Miley Cyrus appeared on the latest at-home “Saturday Night Live” episode this weekend and gave a strong acoustic performance of the 1975 Pink Floyd classic “Wish You Were Here.
Cyrus performed next to a fire pit, the glow of which added to the poignancy of the song.
She was joined by guitarist Andrew Watt, who appeared to be a safe social distance from Cyrus while they performed.
In March, Watt revealed on his Instagram account that he had been diagnosed with Covid-19.
It wasn’t Cyrus’s first time taking on a Pink Floyd tune. In 2019, she sang the band’s “Comfortably Numb” at the iHeartRadio Music Festival in Las Vegas.
The Story Behind the Song:
When Pink Floyd entered Abbey Road Studios during the first week of 1975 to begin work on their ninth album, “Wish You Were,” the guys were exhausted. Their previous release, The Dark Side Of The Moon, had become one of the decade’s biggest hits, transforming the cult musicians into mainstream art rockers.
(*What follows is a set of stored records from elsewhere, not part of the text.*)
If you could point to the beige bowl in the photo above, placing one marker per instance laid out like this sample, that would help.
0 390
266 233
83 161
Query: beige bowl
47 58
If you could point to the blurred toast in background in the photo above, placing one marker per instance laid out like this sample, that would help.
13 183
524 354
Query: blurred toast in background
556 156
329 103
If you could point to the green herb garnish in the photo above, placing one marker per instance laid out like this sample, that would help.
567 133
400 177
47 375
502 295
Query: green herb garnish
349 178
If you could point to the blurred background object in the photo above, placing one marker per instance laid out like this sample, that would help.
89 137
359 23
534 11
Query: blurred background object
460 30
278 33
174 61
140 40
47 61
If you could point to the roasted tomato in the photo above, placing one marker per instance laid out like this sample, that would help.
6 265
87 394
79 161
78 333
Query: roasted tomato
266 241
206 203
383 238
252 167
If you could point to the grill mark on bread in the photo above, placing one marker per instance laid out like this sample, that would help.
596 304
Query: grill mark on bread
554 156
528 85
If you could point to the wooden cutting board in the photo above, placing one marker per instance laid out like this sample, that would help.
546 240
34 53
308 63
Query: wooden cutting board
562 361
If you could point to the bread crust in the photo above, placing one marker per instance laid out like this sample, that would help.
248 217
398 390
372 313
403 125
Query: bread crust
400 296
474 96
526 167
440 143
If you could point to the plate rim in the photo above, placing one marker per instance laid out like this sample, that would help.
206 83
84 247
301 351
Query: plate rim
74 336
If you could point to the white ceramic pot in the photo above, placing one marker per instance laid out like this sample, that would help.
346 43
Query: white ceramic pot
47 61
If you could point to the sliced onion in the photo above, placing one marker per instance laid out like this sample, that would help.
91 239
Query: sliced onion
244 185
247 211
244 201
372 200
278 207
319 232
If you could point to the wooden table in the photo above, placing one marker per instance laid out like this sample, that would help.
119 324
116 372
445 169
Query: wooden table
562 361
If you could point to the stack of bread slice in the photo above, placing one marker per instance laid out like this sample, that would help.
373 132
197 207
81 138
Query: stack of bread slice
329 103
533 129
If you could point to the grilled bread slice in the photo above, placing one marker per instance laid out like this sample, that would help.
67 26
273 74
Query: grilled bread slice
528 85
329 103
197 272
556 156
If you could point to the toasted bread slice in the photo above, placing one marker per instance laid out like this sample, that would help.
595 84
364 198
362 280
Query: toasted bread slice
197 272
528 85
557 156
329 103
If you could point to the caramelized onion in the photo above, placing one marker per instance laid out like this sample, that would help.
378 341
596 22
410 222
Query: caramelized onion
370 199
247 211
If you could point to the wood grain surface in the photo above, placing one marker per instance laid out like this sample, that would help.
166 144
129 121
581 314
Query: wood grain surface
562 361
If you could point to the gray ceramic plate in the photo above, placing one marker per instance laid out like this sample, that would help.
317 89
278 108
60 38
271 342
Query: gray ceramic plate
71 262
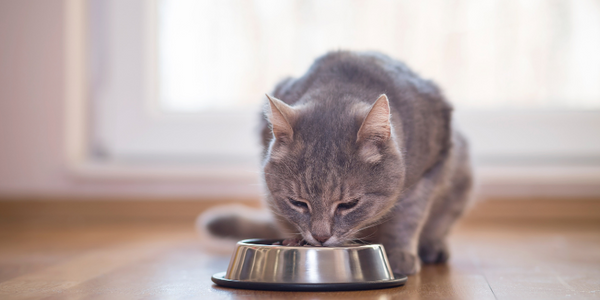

Pink Floyd cemented their new audience by touring heavily for three years, but the time had come to do something new. Recording a follow-up to Dark Side wasn’t going to be easy, especially with that album still clinging to the upper reaches of the Billboard charts, its success hanging over the band like a cloud. Wish You Were Here was going to be tough.
The story of Wish You Were Here is all about former Pink Floyd frontman Syd Barrett, who was suffering a mental breakdown. His crippling addiction to LSD had forced him out of the band in 1968.
Revolving around the central theme of absence, the album’s lyrics illustrate the difference between the group’s early years – when Pink Floyd was a band of brothers, making music for a small but devoted audience – and the present. The guys had become multi-millionaires in the wake of Dark Side’s success, but they’d also become cash cows for a corporate label, and the camaraderie that once existed between them had grown strained. Tying the song cycle together are two compositions about Syd Barrett: the nine-part opus “Shine On You Crazy Diamond,” and the short, haunting title track.
“Wish You Were Here” opens up with a distant chord progression from Gilmour’s 12-string acoustic guitar, processed to sound as though it’s emanating from a car stereo. The sound crackles and pops, and when a second guitar swoops into the mix, the disparity between both parts is thrown into sharp relief. The second guitar is loud and blemish-free; the first is just a ghost, a pale shadow of what it must’ve sounded like when it was originally recorded.
By 1975, Syd Barrett had become a pale shadow of his former self, too. When he made a surprise visit to Abbey Road Studios on June 5, while the band worked on the record, Barrett had put on so much weight that the others didn’t recognize him for several minutes. He’d shaved his head, too, along with his eyebrows. It pained the band members to see their friend so lost, so detached, so disengaged from the world around him.
Wish You Were Here serves as a sad tribute to a lost friend and a soulful remembrance of better days.